Ocitocina

Nomes comerciais:

  • Syntocinon®, Oxiton®.

Apresentações:

  • Solução injetável: 5 unidades/1 mL.

Contraindicações:

  • Conhecida hipersensibilidade à ocitocina ou a qualquer excipiente da formulação;
  • Hipertonia uterina, sofrimento fetal quando a expulsão não é iminente.
  • A ocitocina não deve ser administrada dentro de 6 horas após a administração de prostaglandinas vaginais.

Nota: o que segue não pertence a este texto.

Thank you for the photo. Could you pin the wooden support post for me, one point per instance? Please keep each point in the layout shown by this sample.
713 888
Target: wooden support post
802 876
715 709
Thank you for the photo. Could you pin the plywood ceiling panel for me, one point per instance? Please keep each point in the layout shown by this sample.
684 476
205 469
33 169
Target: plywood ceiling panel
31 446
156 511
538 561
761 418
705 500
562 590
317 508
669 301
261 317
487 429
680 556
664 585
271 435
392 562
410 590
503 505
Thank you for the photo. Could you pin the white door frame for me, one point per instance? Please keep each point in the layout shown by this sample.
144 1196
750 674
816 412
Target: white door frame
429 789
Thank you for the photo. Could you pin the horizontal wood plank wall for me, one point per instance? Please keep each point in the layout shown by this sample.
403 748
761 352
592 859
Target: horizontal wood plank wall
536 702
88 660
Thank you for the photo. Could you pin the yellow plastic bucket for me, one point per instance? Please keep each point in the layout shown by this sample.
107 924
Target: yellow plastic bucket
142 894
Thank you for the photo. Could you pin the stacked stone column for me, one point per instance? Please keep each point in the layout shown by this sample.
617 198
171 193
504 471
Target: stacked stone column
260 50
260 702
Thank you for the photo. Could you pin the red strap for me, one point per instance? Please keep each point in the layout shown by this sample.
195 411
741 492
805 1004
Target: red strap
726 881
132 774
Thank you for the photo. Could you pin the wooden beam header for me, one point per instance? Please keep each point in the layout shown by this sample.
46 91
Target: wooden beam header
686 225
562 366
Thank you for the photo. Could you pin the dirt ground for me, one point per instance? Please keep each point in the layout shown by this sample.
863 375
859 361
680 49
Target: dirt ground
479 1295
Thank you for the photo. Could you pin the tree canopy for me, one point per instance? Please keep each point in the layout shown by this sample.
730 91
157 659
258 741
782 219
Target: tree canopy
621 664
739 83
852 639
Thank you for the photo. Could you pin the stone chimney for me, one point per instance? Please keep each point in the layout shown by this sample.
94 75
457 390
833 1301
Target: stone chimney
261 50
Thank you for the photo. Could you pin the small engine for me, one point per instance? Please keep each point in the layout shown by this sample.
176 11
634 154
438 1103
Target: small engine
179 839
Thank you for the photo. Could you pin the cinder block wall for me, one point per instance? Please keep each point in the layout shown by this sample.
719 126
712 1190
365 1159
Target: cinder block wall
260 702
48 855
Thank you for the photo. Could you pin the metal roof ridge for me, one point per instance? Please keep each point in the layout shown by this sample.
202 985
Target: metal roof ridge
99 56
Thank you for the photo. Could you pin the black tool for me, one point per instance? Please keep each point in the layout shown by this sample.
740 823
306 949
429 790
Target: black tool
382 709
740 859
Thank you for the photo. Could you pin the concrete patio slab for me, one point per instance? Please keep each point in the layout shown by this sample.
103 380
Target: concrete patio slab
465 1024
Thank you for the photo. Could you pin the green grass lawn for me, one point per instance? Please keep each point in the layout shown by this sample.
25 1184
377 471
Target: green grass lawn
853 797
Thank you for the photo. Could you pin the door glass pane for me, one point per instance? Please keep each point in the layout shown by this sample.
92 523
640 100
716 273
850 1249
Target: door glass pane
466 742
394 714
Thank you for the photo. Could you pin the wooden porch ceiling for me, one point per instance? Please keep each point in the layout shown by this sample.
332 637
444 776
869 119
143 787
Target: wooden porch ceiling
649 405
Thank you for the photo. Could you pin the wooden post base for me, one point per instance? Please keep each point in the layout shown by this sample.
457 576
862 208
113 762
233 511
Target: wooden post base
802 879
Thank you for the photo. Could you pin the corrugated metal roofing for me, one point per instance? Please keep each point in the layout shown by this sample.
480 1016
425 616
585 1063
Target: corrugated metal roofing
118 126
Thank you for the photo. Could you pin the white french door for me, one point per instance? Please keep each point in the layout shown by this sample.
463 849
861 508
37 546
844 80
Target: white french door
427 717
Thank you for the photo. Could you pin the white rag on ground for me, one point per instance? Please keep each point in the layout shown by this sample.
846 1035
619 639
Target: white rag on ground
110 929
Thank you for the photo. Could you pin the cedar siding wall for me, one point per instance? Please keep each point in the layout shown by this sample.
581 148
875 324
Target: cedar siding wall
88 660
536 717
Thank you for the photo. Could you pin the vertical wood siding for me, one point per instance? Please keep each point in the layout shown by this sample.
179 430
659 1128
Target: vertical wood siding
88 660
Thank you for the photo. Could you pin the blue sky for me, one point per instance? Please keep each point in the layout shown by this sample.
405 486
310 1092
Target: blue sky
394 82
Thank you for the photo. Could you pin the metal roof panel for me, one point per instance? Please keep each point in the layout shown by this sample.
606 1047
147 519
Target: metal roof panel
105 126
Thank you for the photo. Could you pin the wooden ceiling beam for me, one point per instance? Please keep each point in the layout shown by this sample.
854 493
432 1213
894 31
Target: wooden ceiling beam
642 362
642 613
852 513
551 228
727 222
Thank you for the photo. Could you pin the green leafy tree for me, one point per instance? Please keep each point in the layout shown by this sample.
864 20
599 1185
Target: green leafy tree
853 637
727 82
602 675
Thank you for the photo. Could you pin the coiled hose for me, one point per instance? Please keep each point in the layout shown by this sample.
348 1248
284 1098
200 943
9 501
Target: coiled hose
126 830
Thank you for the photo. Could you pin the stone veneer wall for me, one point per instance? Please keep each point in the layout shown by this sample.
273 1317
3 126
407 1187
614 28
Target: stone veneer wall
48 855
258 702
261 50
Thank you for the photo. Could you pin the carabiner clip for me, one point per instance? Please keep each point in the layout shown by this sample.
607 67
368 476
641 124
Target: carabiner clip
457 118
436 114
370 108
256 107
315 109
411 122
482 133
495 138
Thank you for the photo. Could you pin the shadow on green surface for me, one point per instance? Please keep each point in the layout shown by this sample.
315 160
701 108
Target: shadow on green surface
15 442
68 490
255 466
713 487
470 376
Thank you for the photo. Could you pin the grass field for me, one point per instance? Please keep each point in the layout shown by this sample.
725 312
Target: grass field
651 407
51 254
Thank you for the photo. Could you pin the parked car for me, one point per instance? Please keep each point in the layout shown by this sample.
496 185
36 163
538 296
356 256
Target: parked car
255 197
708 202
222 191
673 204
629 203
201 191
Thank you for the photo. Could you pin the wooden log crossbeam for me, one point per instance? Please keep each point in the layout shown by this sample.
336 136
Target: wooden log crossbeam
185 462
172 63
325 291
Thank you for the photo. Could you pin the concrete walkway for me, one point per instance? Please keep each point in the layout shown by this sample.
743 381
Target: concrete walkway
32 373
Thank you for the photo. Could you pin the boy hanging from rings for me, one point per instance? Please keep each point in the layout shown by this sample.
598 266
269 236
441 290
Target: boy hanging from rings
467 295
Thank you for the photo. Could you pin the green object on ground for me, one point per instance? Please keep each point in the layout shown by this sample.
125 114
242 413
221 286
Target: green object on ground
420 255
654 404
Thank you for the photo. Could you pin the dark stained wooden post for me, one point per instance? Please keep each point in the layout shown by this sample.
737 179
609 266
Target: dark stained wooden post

Qualquer estado em que, por razões fetais ou maternas, se desaconselha o parto espontâneo e/ou o parto vaginal seja contraindicado, por exemplo:

  • Desproporção céfalo-pélvica significativa;
  • Má apresentação fetal;
  • Placenta prévia e vasos prévios;
  • Descolamento prematuro da placenta;
  • Apresentação ou prolapso do cordão umbilical;
  • Distensão uterina excessiva ou diminuição da resistência uterina à ruptura, como por exemplo, em gestações múltiplas;
  • Poli-hidrâmnios;
  • Grande multiparidade;
  • Presença de cicatriz uterina resultante de intervenções cirúrgicas, inclusive da operação cesárea clássica.

Eventos adversos:

  • Cefaleia;
  • Taquicardia, bradicardia;
  • Náusea, vômito.

Na gestação:

  • Categoria de risco: C. Quando a ocitocina é utilizada conforme indicação, baseado na ampla experiência com esse fármaco, na sua estrutura química e nas propriedades farmacológicas, não se espera a presença de riscos de anormalidades fetais.

Na amamentação:

  • A ocitocina pode ser encontrada no leite materno em pequenas quantidades. Porém, não se espera que a ocitocina cause efeitos nocivos em neonatos, uma vez que passa pelo trato alimentar onde sofre rápida inativação.
  • Outras considerações: A indução do parto por meio da ocitocina somente deverá ser efetuada quando estiver estritamente indicada por razões médicas e não por conveniência.
  • A ocitocina não deve ser usada por períodos prolongados em pacientes com inércia uterina resistente à ocitocina, toxemia pré-eclâmptica grave ou distúrbios cardiovasculares graves.
  • A ocitocina não deve ser administrada por infusão intravenosa em bolus, uma vez que pode causar hipotensão aguda de curta duração acompanhada de rubor e taquicardia reflexa.
  • A ocitocina deverá ser utilizada com cautela em pacientes com predisposição à isquemia miocárdica devido à doença cardiovascular pré-existente, para evitar alterações significantes na pressão arterial e frequência cardíaca nestes pacientes.
  • A ocitocina deve ser utilizada com cautela nos pacientes com conhecida síndrome do QT longo ou sintomas relacionados e nos pacientes em uso de medicamentos conhecidos por prolongar o intervalo QTc.
  • No caso de morte fetal intrauterina e/ou na presença de mecônio no líquido amniótico, deve-se evitar um trabalho de parto tumultuado, pois pode provocar embolia por líquido amniótico.
  • Como a ocitocina possui uma leve atividade antidiurética, a sua administração intravenosa prolongada em doses altas, junto com grandes volumes de líquido, como pode ocorrer no tratamento do abortamento inevitável ou incompleto com feto morto, ou no tratamento da hemorragia pósparto, pode provocar intoxicação hídrica associada à hiponatremia.
  • Recomenda-se cautela na administração de ocitocina à pacientes com insuficiência renal grave devido à possível retenção de água e possível acúmulo de ocitocina.